I've always loved Palast's biting sarcasm.
Greg Palast, like many of us on the left, takes a common shortcut and tries to portray education reform as a monolithic left versus a monolithic right. This is simplistic and simply does not apply to public education in this country in which different groupings of Democrats and Republicans both love and hate NCLB and have varying friendly and hostile relationships with the teachers unions. The education reform landscape is bumpy and confusing, peopled with extreme ideologues of many stripes as well as principled alliances between liberals and conservatives.
Education cannot be dismissed this way, especially when the terminology is so misleading; I would have assumed that I would support what is called "progressive" pedagogy only to find that it tends to include things like "constructivist" math and whole language reading, both methodologies that are condemning generations of poor students to academic failure.

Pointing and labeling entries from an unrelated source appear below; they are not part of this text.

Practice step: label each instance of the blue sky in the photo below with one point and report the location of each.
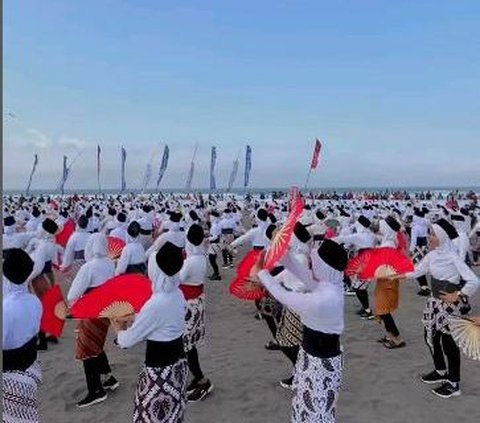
(391, 88)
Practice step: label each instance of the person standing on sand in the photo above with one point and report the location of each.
(160, 396)
(449, 296)
(319, 367)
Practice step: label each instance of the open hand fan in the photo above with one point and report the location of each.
(466, 334)
(115, 247)
(54, 312)
(118, 297)
(378, 263)
(281, 240)
(243, 288)
(68, 229)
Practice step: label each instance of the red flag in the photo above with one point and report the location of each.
(316, 154)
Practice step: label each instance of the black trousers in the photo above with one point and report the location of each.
(194, 363)
(445, 346)
(95, 367)
(390, 325)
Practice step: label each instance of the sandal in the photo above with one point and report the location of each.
(392, 345)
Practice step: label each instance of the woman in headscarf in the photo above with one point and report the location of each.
(132, 259)
(450, 296)
(22, 311)
(387, 290)
(92, 333)
(192, 277)
(161, 389)
(318, 372)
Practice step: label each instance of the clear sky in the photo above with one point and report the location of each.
(392, 88)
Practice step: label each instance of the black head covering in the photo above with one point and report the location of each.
(301, 232)
(17, 265)
(195, 235)
(333, 254)
(9, 221)
(50, 226)
(83, 222)
(366, 223)
(262, 215)
(169, 258)
(390, 221)
(133, 229)
(448, 228)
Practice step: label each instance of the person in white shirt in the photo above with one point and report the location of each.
(132, 259)
(318, 372)
(449, 297)
(21, 312)
(192, 277)
(74, 254)
(92, 333)
(162, 383)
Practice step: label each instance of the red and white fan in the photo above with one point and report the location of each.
(376, 263)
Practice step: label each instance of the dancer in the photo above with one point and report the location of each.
(318, 373)
(92, 333)
(449, 297)
(193, 275)
(22, 311)
(161, 389)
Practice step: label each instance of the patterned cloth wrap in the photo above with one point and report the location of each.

There are a lot of things wrong with public education and with the NCLB and its implementation, not everything wrong with the schools can be realistically blamed on that. Anyone who has attended or has children attending an urban school, for example, knows that public schools have always been intractable -- not designed or administered for anything but the convenience of the adults who work there. Right now, I'm trying to get a report on my child's progress towards IEP goals, but the school doesn't want to give it to me because it doesn't fit on a form they have. This is typical -- consistent with their reluctance to teach a dyslexic child how to read -- and can't be blamed on rightwingers; I live in a predominantly Democratic county where the schools commemorate MLK, Jr. and Cesar Chavez.
Accountability is a key requirement for transforming public schools, and the standardized test results have shown that our public schools a) don't know what to do with data, b) try to kill the messenger ("it's the test's fault") , and c) spend more time pointing fingers ("it's poverty", "it's the dysfunctional families", "it's the students' culture of poverty") than examining teaching effectiveness or school leadership or teacher training or school funding.
For example of the shallowness of Palast's article, he says, "Duncan is supported by a coterie of teacher-union hating Republicans."
Well, many people who are not Republicans, including myself, are very critical of the unwillingness of teacher's unions to make it possible for schools to get rid of ineffective teachers. Also, many people (some in these alliances between liberals and conservatives) are trying to change "business as usual" by proposing merit pay for teachers, which is opposed by most teacher's unions. This seemingly radical idea would allow good, effective teachers to be rewarded at a higher level, therefore helping to retain and motivate them. Even "Rethinking Schools" which is a liberal/progressive education org has a series of articles somewhere on their site debating the whole idea of teacher's unions as industrial unions versus professional unions or other approaches. Palast's broad brush doesn't do justice to the complexity of the issue.
In the shallow approach to ed reform, those taking the "progressive" side assume that all teachers are highly qualified, hard-working, committed, effective, etc. etc. Some assuredly are, but many are just so-so and some are terrible. A lot of principals may be effectively leading their schools, but many are just taking up space (and a generous salary.)
A serious approach to education reform has to take into account teaching effectiveness, teacher training, school leadership and administration, school funding, and must include accountability. If we demand accountability from the users of the $700B bailout funds, why are we so up at arms about accountability when it involves our children's future?